[Python-3000] PEP 3112

Mon May 7 19:45:40 CEST 2007

On 5/6/07, "Martin v. Löwis" <martin at v.loewis.de> wrote:
> I just read PEP 3112, and I believe it contains a
> flaw/underspecification.
>
> It says
>
> # Each shortstringchar or longstringchar must be a character between 1
> # and 127 inclusive, regardless of any encoding declaration [2] in the
> # source file.
>
> What does that mean?

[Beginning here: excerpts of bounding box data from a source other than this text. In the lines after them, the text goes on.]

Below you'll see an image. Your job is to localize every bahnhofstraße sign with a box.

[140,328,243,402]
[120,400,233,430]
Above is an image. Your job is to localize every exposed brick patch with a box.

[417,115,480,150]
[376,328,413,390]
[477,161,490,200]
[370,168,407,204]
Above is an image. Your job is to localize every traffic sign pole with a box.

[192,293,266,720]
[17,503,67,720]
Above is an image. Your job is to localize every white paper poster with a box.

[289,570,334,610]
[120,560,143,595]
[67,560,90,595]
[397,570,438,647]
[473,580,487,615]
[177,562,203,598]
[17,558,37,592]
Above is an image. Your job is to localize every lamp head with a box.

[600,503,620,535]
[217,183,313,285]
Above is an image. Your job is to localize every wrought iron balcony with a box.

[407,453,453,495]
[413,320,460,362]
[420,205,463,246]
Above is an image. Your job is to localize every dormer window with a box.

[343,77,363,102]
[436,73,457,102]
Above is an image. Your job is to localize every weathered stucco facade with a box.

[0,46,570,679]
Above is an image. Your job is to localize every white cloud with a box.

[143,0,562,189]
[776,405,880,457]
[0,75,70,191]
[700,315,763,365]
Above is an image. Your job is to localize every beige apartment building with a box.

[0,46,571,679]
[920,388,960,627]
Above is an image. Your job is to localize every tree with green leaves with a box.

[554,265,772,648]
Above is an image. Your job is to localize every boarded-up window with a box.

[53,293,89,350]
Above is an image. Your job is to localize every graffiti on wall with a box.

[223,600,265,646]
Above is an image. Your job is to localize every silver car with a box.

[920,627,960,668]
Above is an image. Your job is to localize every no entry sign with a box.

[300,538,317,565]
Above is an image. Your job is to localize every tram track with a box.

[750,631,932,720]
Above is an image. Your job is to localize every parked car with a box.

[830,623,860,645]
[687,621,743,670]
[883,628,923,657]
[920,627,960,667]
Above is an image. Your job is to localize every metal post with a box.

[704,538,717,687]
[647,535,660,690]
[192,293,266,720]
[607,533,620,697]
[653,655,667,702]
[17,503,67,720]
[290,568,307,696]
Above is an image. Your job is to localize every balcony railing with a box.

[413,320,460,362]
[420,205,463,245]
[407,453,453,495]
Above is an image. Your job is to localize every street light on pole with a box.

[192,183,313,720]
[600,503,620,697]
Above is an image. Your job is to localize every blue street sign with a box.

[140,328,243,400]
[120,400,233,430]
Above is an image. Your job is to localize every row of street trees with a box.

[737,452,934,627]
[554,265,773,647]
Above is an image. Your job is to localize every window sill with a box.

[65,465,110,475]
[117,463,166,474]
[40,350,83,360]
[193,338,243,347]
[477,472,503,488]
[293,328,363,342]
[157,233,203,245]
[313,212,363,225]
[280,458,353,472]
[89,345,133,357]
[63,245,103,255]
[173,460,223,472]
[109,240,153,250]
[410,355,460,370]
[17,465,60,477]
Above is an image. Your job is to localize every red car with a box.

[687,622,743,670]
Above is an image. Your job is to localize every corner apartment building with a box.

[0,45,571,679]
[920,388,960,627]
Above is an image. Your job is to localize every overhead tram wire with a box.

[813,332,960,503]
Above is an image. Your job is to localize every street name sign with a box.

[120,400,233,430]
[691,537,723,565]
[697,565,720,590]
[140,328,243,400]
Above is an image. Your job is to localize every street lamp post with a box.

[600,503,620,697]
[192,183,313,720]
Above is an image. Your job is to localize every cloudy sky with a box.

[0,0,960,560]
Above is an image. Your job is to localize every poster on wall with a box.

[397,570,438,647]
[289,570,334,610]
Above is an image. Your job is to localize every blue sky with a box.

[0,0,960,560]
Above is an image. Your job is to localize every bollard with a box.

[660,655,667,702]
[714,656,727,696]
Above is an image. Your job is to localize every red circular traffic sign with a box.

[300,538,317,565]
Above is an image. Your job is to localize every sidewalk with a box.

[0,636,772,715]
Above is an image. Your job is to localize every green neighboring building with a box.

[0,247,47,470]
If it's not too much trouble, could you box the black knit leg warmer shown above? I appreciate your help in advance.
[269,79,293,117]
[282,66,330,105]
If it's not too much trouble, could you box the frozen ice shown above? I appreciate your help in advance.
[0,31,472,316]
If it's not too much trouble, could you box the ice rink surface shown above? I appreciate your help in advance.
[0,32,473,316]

In particular, what is "a character between 1 and
> 127"?
>
> Assuming this refers to ordinal values in some encoding: what encoding?
> It's particularly puzzling that it says "regardless of any encoding
> declaration of the source file".
>
> I fear (but hope that I'm wrong) that this was meant to mean "use the
> bytes as they are stored on disk in the source file". If so: is the
> attached file valid Python? In case your editor can't render it: it
> reads
>
> #! -*- coding: iso-2022-jp -*-
> a = b"Питон"
>
> But if you look at the file with a hex editor, you see it contains
> only bytes between 1 and 127.
>
> I would hope that this code is indeed ill-formed (i.e. that
> the byte representation on disk is irrelevant, and only the
> Unicode ordinals of the source characters matter)
>
> If so, can the specification please be updated to clarify that
> 1. in Grammar changes: Each shortstringchar or longstringchar must
>    be a character whose Unicode ordinal value is between 1 and
>    127 inclusive.
> 2. in Semantics: The bytes in the new object are obtained as if
>    encoding a string literal with "iso-8859-1"

Sounds like a good fix to me; I agree that bytes literals, like
Unicode literals, should not vary depending on the source encoding. In
step 2, can't you use "ascii" as the encoding?

-- 
--Guido van Rossum (home page: http://www.python.org/~guido/)